Asked late last week how much planning county officials had done for a possible leak from Freedom Industries into the region's water supply, Kanawha County Commission President Kent Carper was blunt.

"Not enough," Carper said. But Carper also pointed the finger at the water company, saying West Virginia American certainly knew Freedom Industries was there and should have prepared for an accident like this one.

As the state of emergency continues, a wide variety of elected officials and government agencies are issuing statements to respond.

The U.S. Occupational Safety and Health Administration, for example, sent out a news release to remind employers that they must provide potable water for drinking and hand-washing in the workplace.

OSHA said it started an inspection Friday morning at Freedom Industries to "assess any potential worker safety and health issues related to the incident."

But the release also noted that the operation "does not have OSHA history," meaning -- as confirmed by a review of OSHA data -- that federal workplace safety officials have never inspected the site.

OSHA inspectors started to examine the facility in November 2009 as part of a program of special emphasis looking at accidents that prompted amputations, records show.
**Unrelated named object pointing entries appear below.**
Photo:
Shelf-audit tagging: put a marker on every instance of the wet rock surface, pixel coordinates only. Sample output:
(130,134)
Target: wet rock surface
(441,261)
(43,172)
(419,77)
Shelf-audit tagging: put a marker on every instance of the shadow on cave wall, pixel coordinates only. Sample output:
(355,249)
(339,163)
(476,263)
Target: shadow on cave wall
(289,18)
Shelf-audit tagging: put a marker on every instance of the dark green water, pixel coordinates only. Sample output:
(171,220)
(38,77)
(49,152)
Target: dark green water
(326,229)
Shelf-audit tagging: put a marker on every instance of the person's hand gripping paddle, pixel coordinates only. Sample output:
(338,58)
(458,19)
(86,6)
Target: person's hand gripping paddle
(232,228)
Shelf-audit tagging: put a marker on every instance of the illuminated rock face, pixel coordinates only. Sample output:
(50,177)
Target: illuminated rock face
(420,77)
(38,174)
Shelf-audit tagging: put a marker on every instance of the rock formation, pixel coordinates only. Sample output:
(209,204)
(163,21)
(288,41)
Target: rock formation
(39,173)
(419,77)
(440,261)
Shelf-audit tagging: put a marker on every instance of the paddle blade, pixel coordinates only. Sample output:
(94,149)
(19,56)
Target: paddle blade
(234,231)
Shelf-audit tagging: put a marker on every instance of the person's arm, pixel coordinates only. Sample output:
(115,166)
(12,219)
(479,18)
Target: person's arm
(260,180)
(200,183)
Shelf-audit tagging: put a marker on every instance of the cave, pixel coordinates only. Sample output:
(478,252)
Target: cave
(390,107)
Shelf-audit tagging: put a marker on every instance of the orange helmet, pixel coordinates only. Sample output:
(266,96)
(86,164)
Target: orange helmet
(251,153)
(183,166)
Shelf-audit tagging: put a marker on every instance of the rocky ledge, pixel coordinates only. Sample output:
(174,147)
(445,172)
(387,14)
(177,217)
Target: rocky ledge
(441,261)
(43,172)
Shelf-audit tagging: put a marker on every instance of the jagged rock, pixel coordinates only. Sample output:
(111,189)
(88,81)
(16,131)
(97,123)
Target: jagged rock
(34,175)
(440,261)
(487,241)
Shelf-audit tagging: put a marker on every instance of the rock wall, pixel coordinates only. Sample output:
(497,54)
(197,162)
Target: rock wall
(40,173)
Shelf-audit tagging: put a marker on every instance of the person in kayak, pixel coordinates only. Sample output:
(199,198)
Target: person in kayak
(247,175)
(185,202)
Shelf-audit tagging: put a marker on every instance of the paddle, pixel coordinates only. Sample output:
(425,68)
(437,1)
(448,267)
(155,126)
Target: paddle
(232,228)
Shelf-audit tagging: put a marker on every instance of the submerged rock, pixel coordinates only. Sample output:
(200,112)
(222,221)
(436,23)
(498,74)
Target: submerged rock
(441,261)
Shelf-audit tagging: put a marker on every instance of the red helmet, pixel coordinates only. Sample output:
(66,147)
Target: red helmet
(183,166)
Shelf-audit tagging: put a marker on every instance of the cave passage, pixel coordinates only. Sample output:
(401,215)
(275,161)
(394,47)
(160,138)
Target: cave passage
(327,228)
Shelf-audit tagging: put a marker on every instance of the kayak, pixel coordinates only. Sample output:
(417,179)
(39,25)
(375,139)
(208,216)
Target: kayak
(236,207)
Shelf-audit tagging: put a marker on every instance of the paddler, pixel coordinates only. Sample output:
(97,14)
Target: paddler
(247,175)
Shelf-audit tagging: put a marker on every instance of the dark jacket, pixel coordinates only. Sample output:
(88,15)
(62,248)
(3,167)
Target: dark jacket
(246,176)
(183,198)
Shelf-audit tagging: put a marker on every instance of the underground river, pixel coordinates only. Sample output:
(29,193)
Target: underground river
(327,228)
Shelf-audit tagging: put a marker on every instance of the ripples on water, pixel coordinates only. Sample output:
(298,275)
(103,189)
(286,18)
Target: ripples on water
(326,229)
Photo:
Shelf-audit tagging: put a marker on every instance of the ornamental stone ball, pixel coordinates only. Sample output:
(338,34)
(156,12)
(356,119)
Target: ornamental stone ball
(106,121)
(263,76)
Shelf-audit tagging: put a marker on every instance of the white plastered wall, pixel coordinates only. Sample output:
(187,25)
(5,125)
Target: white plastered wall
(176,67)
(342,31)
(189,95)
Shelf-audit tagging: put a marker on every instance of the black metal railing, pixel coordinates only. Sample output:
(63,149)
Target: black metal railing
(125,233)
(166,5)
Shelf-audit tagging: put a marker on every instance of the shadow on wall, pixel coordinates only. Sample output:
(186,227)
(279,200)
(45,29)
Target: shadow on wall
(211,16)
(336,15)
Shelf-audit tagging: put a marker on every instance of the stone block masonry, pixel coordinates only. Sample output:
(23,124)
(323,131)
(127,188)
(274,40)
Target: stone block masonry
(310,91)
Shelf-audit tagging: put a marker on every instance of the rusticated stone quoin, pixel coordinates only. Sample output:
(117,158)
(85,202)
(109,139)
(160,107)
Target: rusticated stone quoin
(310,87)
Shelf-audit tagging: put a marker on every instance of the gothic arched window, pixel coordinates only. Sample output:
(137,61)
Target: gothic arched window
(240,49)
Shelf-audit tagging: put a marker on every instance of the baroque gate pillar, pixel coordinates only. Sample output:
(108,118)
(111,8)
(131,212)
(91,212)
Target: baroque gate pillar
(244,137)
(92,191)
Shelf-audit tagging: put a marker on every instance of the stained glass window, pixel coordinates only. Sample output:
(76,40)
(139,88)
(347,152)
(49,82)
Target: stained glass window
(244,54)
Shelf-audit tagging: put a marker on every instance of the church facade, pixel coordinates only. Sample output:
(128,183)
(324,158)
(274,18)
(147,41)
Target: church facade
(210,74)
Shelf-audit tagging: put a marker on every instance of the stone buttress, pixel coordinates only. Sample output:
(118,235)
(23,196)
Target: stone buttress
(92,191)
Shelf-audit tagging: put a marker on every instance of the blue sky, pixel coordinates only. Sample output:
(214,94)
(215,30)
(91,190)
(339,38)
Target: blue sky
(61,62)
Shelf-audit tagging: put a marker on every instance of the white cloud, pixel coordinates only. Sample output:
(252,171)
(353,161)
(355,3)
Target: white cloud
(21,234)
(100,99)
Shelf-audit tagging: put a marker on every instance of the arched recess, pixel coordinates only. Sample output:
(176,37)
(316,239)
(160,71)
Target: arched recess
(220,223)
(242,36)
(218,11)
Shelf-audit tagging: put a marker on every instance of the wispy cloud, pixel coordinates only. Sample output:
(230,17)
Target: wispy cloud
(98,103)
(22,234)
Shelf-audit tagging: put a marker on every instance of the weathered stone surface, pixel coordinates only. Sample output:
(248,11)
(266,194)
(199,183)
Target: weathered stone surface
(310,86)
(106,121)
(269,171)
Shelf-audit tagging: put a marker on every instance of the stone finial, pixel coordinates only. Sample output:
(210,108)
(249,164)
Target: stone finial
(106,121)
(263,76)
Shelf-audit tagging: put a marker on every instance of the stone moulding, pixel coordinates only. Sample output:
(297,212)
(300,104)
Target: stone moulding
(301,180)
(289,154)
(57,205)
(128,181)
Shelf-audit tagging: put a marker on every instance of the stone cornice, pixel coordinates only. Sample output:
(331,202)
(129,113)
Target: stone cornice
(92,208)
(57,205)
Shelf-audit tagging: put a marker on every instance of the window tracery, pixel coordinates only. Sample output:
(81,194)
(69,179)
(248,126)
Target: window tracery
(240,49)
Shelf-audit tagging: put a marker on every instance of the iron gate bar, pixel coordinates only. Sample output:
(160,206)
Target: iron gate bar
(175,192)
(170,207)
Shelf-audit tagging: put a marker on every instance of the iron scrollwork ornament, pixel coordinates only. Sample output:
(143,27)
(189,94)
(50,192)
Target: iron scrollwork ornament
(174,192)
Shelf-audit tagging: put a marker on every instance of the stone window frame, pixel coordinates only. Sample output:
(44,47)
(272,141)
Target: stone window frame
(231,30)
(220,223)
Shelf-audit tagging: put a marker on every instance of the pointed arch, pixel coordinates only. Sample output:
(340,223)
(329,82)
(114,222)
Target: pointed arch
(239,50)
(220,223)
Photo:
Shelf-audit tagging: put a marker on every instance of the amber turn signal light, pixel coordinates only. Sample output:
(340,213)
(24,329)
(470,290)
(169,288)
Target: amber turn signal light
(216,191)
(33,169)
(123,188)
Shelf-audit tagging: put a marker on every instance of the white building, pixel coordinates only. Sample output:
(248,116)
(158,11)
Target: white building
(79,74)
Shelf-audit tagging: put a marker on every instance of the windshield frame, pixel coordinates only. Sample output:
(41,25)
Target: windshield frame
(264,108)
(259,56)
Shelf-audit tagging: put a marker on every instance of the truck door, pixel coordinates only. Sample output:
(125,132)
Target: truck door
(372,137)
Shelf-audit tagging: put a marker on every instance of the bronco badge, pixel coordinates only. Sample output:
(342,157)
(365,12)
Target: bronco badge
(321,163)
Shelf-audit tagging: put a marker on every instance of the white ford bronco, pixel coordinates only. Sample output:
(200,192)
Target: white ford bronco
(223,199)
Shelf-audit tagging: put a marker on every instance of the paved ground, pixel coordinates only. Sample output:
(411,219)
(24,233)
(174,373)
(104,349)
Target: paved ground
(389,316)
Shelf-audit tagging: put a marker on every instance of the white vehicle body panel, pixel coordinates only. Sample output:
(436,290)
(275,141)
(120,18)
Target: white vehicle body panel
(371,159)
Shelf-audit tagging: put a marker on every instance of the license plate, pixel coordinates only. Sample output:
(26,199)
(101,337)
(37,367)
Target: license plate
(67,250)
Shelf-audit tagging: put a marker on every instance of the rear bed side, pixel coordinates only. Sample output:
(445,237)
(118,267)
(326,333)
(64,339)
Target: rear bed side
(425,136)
But they discovered that Freedom Industries was in the wrong industry classification for that program, and they never did the inspection, said OSHA spokeswoman Lenore Uddyback-Fortson.

Terri White, a regional spokeswoman for the U.S. Environmental Protection Agency, said in a prepared statement that the EPA had deployed personnel to assist with water sampling and to offer "additional assistance" to the state. But White refused to make any EPA officials involved in the effort available for an interview.

During a news conference Friday, Tomblin had harsh words for Freedom Industries. "This discharge of pollutants is unacceptable," the governor told reporters.

Since the discovery of the leak on Thursday, state Department of Environmental Protection inspectors have taken three different enforcement actions against Freedom Industries over alleged water and air pollution violations at the Elk River site.

But agency officials concede that their discovery of the leak marked the first time DEP inspectors had been at the site in more than 20 years.

Initially, the DEP reported that it had no permits for the operation, and that Freedom Industries did not require any permits. The DEP said the company did not manufacture any products, that the operation was "chiefly a storage facility" with "no emissions" and that "the materials it stores are not considered hazardous."

Further review by DEP officials identified an industrial stormwater permit held by the company, but agency spokesman Tom Aluise said that the DEP had not inspected the site since 1991, when it was a different sort of facility and was owned by a different company.